After the COVID-19 pandemic stopped many asylum procedures throughout Europe, new technologies are reviving these kinds of systems. By lie recognition tools analyzed at the border to a program for confirming documents and transcribes interviews, a wide range of solutions is being found in asylum applications. This article explores how these technology have reshaped the ways asylum procedures happen to be conducted. This reveals how asylum seekers are transformed into compelled hindered techno-users: They are asked to abide by a series of techno-bureaucratic steps and keep up with unstable tiny changes in criteria and deadlines. This obstructs the capacity to browse through these devices and to pursue their right for safety.

It also demonstrates how these technologies happen to be embedded in refugee governance: They facilitate the ‘circuits of financial-humanitarianism’ that function through a whirlwind of dispersed technological requirements. These requirements increase asylum seekers’ socio-legal precarity by simply hindering all of them from accessing the programs of safety. It further argues that examines of securitization and victimization should be coupled with an insight into the disciplinary mechanisms of them technologies, by which migrants will be turned into data-generating subjects just who are disciplined by their reliance on technology.
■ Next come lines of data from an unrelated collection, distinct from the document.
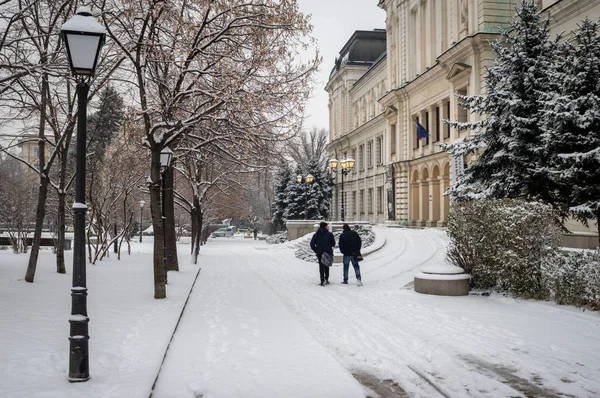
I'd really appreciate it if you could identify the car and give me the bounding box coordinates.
[211,227,233,238]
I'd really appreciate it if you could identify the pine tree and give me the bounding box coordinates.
[273,164,294,227]
[305,159,333,220]
[285,167,307,220]
[447,0,558,203]
[88,86,124,161]
[543,18,600,241]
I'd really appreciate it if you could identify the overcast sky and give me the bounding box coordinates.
[298,0,385,129]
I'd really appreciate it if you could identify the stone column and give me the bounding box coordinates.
[437,101,448,141]
[437,175,450,227]
[418,110,427,157]
[417,180,429,227]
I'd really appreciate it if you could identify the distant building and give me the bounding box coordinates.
[325,0,600,235]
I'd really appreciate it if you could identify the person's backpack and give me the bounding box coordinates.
[354,249,363,261]
[321,252,333,267]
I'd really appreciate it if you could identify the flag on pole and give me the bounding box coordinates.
[417,122,429,140]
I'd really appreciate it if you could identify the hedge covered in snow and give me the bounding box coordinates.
[447,200,600,308]
[267,231,287,245]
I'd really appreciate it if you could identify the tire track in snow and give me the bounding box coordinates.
[246,230,532,397]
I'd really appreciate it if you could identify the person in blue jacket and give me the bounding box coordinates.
[310,221,335,286]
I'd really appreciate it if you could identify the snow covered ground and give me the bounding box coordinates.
[0,228,600,398]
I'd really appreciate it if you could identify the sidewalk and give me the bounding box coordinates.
[153,241,365,398]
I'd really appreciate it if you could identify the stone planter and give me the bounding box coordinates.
[415,265,471,296]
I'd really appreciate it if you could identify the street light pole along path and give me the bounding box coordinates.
[61,7,106,383]
[329,158,355,221]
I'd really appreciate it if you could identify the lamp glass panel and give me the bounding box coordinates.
[160,152,173,167]
[66,33,102,72]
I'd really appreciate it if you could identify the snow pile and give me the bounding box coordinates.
[294,225,375,263]
[267,231,287,245]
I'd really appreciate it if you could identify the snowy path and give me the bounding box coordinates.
[156,229,600,398]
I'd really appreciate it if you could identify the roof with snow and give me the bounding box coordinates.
[329,29,386,79]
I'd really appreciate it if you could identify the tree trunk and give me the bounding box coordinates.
[190,206,200,254]
[25,176,50,283]
[56,189,67,274]
[192,198,202,264]
[596,209,600,250]
[25,72,50,283]
[164,165,179,271]
[149,147,167,299]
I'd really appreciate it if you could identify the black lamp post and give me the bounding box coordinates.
[61,7,106,383]
[160,148,173,283]
[140,200,146,243]
[329,158,355,221]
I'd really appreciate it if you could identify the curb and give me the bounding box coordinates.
[148,268,202,398]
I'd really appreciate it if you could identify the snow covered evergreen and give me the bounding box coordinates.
[272,163,293,228]
[305,159,333,220]
[284,167,307,220]
[447,0,559,202]
[543,19,600,239]
[273,159,333,221]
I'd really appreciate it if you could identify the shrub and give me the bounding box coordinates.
[447,200,561,296]
[543,249,600,309]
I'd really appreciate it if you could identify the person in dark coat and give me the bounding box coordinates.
[310,221,335,286]
[340,224,362,286]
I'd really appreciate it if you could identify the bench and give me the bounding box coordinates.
[0,236,71,250]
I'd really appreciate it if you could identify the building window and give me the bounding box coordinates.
[423,112,431,146]
[359,189,365,214]
[390,124,396,155]
[357,145,365,171]
[444,101,450,138]
[433,106,441,142]
[458,88,469,123]
[412,117,419,149]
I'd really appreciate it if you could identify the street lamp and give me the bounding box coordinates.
[140,200,146,243]
[160,148,173,283]
[61,7,106,383]
[329,158,355,221]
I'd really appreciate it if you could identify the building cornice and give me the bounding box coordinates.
[350,53,387,91]
[327,113,384,150]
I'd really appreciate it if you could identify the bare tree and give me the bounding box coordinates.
[288,127,329,166]
[101,0,319,298]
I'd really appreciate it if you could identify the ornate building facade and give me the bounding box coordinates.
[326,0,600,226]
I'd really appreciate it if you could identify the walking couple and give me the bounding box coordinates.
[310,221,362,286]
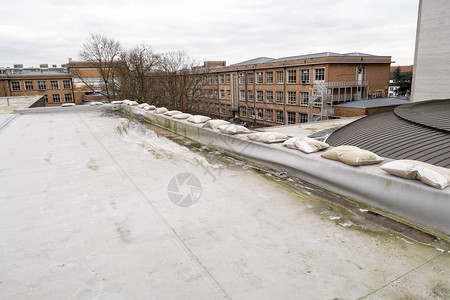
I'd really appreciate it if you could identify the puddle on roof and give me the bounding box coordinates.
[107,112,450,253]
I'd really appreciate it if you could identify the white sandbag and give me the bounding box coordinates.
[202,119,230,129]
[61,103,75,107]
[380,159,450,189]
[321,146,383,166]
[219,124,251,134]
[138,103,150,109]
[155,107,169,114]
[164,110,182,116]
[247,132,289,144]
[172,113,192,120]
[283,137,330,153]
[187,115,211,124]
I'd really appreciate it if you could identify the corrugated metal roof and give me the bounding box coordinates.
[327,100,450,168]
[334,98,410,108]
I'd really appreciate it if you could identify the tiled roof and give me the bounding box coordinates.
[327,99,450,168]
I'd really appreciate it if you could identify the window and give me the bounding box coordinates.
[266,72,273,83]
[277,71,284,83]
[287,91,297,105]
[288,111,295,124]
[248,91,255,101]
[38,81,47,91]
[239,90,245,101]
[300,92,309,106]
[248,107,255,119]
[64,94,73,102]
[288,70,297,83]
[11,81,20,91]
[277,91,284,104]
[266,109,273,122]
[52,94,61,103]
[256,72,263,83]
[266,91,273,103]
[314,68,325,81]
[256,108,264,120]
[301,69,309,84]
[256,91,264,102]
[50,80,59,90]
[63,80,72,90]
[247,73,255,83]
[239,73,245,84]
[25,81,33,91]
[277,110,284,124]
[300,113,308,123]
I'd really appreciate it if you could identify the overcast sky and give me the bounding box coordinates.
[0,0,419,67]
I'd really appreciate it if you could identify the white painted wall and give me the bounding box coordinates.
[411,0,450,102]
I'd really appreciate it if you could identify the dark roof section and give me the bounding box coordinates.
[394,99,450,132]
[327,99,450,168]
[333,97,411,108]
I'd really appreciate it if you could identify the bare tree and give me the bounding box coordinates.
[118,44,159,103]
[72,33,122,101]
[156,51,202,111]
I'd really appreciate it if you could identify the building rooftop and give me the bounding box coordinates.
[327,99,450,168]
[334,98,411,108]
[230,52,384,67]
[0,105,450,299]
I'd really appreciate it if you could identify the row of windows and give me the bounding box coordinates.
[11,80,72,91]
[239,107,308,124]
[44,94,73,103]
[207,68,325,84]
[239,90,309,106]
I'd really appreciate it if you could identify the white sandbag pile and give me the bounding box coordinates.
[172,113,192,120]
[61,103,75,107]
[380,159,450,189]
[122,99,139,106]
[219,124,251,134]
[247,132,289,144]
[155,107,169,114]
[187,115,211,124]
[320,146,383,166]
[202,119,230,129]
[164,110,182,117]
[283,137,330,153]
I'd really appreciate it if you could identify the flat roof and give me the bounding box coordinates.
[0,110,450,299]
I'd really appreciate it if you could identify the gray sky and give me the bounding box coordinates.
[0,0,418,67]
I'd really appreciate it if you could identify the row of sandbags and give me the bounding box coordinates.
[123,100,450,189]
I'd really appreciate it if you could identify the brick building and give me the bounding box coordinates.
[192,52,391,126]
[0,68,74,106]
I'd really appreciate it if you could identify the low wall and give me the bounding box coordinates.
[122,105,450,239]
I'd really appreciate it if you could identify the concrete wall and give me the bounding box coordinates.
[122,106,450,238]
[411,0,450,102]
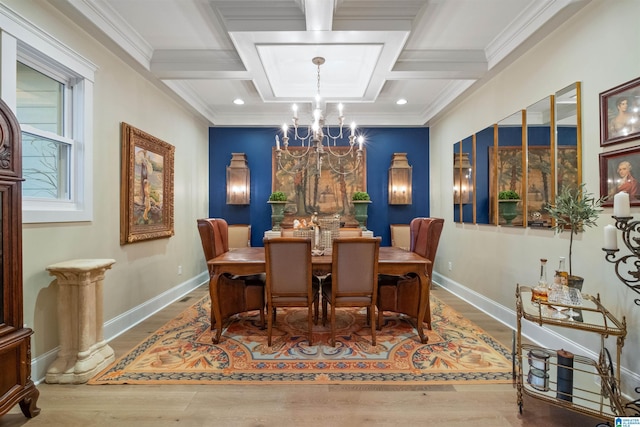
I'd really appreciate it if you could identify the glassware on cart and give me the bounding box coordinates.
[549,286,582,320]
[548,286,569,319]
[531,258,549,304]
[567,287,582,320]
Drawing on Foucault’s notion of power/knowledge and comarcal knowledge, the article states that these solutions have an natural obstructiveness. There is a double effect: although they assist with expedite the asylum process, they also produce it difficult pertaining to refugees to navigate these kinds of systems. They are simply positioned in a ‘knowledge deficit’ that makes these people vulnerable to illegitimate decisions of non-governmental actors, and ill-informed and unreliable narratives about their instances. Moreover, that they pose fresh risks of’machine mistakes’ that may result in incorrect or discriminatory outcomes.